= Microsoft Forefront =

Line-of-business security software by Microsoft Corporation

Microsoft Forefront logo

Microsoft Forefront is a discontinued family of line-of-business security software by Microsoft Corporation. Microsoft Forefront products are designed to help protect computer networks, network servers (such as Microsoft Exchange Server and Microsoft SharePoint Server) and individual devices. As of 2015, the only actively developed Forefront product is Forefront Identity Manager.

== Components ==
Forefront includes the following products:
- Identity Manager: State-based identity management software product, designed to manage users' digital identities, credentials and groupings throughout the lifecycle of their membership of an enterprise computer system

===Rebranded===

- System Center Endpoint Protection: A business antivirus software product that can be controlled over the network, formerly known as Forefront Endpoint Protection, Forefront Client Security and Client Protection.
- Exchange Online Protection: A software as a service version of Forefront Protect for Exchange Server: Instead of installing a security program on the server, the customer re-routes its email traffic to the Microsoft online service before receiving them.

===Discontinued===
- Threat Management Gateway: Discontinued server product that provides three functions: Routing, firewall and web cache. Formerly called Internet Security and Acceleration Server or ISA Server.

- Unified Access Gateway: Discontinued server product that protects network assets by encrypting all inbound access request from authorized users. Supports Virtual Private Networks (VPN) and DirectAccess. Formerly called Intelligent Application Gateway.
- Server Management Console: Discontinued web-based application that enables management of multiple instances of Protection for Exchange, Protection for SharePoint and Microsoft Antigen from a single interface.
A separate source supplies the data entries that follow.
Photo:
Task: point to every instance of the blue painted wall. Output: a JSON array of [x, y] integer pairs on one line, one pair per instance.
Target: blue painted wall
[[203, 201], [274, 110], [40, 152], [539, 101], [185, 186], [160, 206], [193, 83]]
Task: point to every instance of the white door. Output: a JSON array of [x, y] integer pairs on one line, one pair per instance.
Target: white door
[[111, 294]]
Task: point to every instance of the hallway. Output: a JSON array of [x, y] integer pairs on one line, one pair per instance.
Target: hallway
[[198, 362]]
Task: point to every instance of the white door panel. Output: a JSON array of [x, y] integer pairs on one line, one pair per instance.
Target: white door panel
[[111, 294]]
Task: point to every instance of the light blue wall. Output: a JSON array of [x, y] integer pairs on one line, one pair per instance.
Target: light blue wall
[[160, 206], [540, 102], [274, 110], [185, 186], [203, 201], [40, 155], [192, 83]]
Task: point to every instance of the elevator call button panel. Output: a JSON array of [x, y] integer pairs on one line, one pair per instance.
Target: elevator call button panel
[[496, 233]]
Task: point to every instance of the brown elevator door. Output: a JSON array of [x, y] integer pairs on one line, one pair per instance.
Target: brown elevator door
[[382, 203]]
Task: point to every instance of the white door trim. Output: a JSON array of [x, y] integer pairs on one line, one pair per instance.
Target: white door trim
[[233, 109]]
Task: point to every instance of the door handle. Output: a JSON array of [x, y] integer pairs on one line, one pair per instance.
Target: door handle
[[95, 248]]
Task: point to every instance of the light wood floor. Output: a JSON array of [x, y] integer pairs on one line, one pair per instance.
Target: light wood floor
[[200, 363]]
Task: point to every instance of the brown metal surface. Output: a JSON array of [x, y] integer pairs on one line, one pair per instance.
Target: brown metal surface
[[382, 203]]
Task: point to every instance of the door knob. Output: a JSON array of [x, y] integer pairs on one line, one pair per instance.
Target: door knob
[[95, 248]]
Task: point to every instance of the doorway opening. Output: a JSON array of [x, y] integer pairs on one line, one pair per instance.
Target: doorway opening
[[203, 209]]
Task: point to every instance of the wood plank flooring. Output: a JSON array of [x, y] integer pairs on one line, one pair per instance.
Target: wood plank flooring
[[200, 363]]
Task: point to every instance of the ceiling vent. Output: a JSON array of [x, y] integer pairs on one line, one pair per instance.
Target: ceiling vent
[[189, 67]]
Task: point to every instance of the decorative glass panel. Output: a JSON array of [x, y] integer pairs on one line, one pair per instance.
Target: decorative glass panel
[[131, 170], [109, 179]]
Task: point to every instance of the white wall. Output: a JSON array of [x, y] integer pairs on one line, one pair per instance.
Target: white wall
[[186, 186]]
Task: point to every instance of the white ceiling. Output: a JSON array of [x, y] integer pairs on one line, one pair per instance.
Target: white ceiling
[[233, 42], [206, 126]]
- Protection for Exchange: A discontinued software product that detects viruses, spyware, and spam by integrating multiple scanning engines from security partners in a single solution to protect Exchange messaging environments. FPE provides an administration console that includes customizable configuration settings, filtering options, monitoring features and reports, and integration with the Forefront Online Protection for Exchange (FOPE) product. After installation, managing FPE on multiple Exchange servers can be done with the Protection Server Management Console. Additionally, FPE can be managed using Windows PowerShell, a command-line shell and task-based scripting technology that enables the automation of system administration tasks.

- Protection for SharePoint: A discontinued product that protects Microsoft SharePoint Server document libraries. It enforces rules that prevent documents containing malware, sensitive information, or out-of-policy content from being uploaded. Protection Server Management Console or Windows PowerShell can be used to manage Protection for SharePoint Server on multiple servers.
- Security for Office Communications Server: Protects computers running Microsoft Office Communications Server from malware. Formerly called Antigen for Instant Messaging.

== History ==
The predecessor to the Forefront server protection products was the Antigen line of antivirus products created by Sybari Software. Sybari was acquired by Microsoft in 2005, and the first Microsoft-branded version of the product was called Microsoft Forefront Security for SharePoint (FSSP) Version 10. FSSP Version 10 supports Microsoft Office SharePoint Server 2007 or Microsoft Windows SharePoint Services version 3, whereas FPSP (the last version of the product) supports Microsoft Office SharePoint Server 2010, Microsoft SharePoint Foundation 2010, Microsoft Office SharePoint Server 2007 SP1, or Windows SharePoint Services version 3 SP1.